The analysis of ratios of carbon-13 to carbon-12 along the length of a single elephant hair led Cerling and his crew to understand the elephants' diet. During the wet season, after the grass had grown long enough for elephants to grab with their trunks, their tail hair showed the presence of different form of carbon, indicating a high amount of high-protein grass. On the other hand, during the dry season, the results obtained by the analysis of the hair pointed out how elephants had switched over to shrubs and trees. All these analyses pointed out even that there are some elephant families friendlier than others and showed how there are dominant families that settle down in the best places, where there is plenty of food and water.

==Recognition==
In 2025, Cerling was awarded the Penrose Medal of the Geological Society of America, which is the senior medal of the society. The award was in recognition of Cerling's pioneering use of soil carbonates for paleoclimate reconstruction.

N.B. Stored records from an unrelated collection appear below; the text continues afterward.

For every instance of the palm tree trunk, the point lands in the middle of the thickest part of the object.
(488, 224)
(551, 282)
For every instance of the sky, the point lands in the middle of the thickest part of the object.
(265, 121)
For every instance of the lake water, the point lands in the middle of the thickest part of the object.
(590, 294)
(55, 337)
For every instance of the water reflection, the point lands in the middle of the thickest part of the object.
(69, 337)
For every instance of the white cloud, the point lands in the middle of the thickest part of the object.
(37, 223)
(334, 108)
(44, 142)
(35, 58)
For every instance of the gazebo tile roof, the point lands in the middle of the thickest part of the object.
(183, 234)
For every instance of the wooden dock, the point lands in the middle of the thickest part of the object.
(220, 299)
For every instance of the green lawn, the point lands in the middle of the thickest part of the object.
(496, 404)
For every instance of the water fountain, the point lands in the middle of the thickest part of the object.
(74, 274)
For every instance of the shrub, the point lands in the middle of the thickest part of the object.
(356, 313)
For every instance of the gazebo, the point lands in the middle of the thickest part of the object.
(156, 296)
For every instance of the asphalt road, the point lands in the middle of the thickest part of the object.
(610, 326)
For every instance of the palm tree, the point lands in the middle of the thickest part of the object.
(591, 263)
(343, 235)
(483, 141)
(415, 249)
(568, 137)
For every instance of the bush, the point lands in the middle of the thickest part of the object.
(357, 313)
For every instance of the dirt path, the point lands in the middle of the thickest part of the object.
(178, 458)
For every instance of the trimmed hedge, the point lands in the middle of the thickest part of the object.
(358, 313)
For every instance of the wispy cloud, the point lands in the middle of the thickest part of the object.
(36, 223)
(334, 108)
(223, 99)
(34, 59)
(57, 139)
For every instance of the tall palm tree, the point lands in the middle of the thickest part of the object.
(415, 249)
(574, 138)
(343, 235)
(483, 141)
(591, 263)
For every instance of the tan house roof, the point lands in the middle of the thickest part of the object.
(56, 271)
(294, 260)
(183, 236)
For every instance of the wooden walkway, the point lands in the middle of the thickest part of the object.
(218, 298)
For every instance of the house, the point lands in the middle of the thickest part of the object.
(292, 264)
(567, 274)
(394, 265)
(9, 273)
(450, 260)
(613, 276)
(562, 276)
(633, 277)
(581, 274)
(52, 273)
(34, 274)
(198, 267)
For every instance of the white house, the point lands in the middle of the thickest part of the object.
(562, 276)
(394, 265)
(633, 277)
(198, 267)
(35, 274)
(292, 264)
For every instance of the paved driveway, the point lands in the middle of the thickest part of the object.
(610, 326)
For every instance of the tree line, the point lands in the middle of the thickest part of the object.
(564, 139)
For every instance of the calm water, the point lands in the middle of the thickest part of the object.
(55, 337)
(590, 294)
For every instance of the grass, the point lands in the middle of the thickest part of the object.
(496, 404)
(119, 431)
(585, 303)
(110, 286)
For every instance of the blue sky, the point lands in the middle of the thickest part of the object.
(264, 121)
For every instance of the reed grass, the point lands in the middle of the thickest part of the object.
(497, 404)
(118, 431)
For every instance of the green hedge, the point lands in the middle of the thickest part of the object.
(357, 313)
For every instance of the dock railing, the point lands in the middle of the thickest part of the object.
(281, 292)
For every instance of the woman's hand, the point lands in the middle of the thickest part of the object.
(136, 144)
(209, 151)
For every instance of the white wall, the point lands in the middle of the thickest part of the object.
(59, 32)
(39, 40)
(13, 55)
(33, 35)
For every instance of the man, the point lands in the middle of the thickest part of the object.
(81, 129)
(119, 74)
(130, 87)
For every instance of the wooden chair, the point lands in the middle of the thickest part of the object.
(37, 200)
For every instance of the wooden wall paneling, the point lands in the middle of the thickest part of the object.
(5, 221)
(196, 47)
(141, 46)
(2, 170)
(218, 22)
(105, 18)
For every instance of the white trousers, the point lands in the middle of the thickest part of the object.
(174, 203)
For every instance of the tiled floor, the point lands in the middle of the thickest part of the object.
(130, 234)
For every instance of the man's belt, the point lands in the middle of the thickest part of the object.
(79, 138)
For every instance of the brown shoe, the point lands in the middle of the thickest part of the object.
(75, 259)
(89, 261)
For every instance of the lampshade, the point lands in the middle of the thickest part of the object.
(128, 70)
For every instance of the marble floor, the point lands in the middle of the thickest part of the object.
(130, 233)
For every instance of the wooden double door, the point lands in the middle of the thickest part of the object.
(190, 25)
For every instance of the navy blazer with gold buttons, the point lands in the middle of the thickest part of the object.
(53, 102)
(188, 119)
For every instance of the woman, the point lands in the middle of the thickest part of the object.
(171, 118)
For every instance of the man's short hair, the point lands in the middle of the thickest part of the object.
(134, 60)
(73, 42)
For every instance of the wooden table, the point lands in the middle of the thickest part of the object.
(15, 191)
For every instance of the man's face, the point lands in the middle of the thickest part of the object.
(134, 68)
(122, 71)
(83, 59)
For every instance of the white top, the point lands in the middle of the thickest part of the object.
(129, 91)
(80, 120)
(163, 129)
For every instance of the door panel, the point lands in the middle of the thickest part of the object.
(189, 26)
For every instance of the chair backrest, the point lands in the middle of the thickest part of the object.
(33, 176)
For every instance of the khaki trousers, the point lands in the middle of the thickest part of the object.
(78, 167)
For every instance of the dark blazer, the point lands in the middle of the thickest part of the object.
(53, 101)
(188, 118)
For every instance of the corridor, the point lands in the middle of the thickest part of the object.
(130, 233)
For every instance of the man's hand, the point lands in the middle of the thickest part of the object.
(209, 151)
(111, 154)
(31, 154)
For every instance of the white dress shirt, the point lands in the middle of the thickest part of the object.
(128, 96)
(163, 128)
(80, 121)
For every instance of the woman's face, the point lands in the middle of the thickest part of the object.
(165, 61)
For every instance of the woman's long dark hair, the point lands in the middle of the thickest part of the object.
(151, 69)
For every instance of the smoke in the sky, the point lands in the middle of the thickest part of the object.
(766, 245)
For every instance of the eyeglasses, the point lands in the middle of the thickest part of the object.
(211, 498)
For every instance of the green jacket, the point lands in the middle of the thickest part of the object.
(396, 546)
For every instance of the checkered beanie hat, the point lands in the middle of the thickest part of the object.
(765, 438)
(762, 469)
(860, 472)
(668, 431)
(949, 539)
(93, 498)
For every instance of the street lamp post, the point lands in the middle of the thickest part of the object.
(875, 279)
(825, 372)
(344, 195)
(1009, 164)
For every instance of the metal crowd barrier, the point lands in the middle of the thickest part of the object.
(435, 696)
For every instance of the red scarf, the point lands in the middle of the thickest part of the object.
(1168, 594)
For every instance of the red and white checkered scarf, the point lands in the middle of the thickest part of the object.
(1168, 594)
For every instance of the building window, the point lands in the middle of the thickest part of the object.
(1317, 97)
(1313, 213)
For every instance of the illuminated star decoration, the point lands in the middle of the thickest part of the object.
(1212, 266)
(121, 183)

== Selected publications==

- Cerling, T. E. (1993). "Expansion of C_{4} ecosystems as an indicator of global ecological change in the late Miocene"
- Cerling, T. E. (1997). "Global vegetation change through the Miocene/Pliocene boundary"
- Ehleringer, J. R. (2008). "Hydrogen and oxygen isotope ratios in human hair are related to geography"
- Cerling, T. E. (1999). "Browsing and Grazing in Elephants: The Isotope Record of Modern and Fossil Proboscideans"
- Thure Cerling; Iain Douglas-Hamilton; Lee Siegel: "Elephant Tracks" University of Utah News Release, January 2, 2006.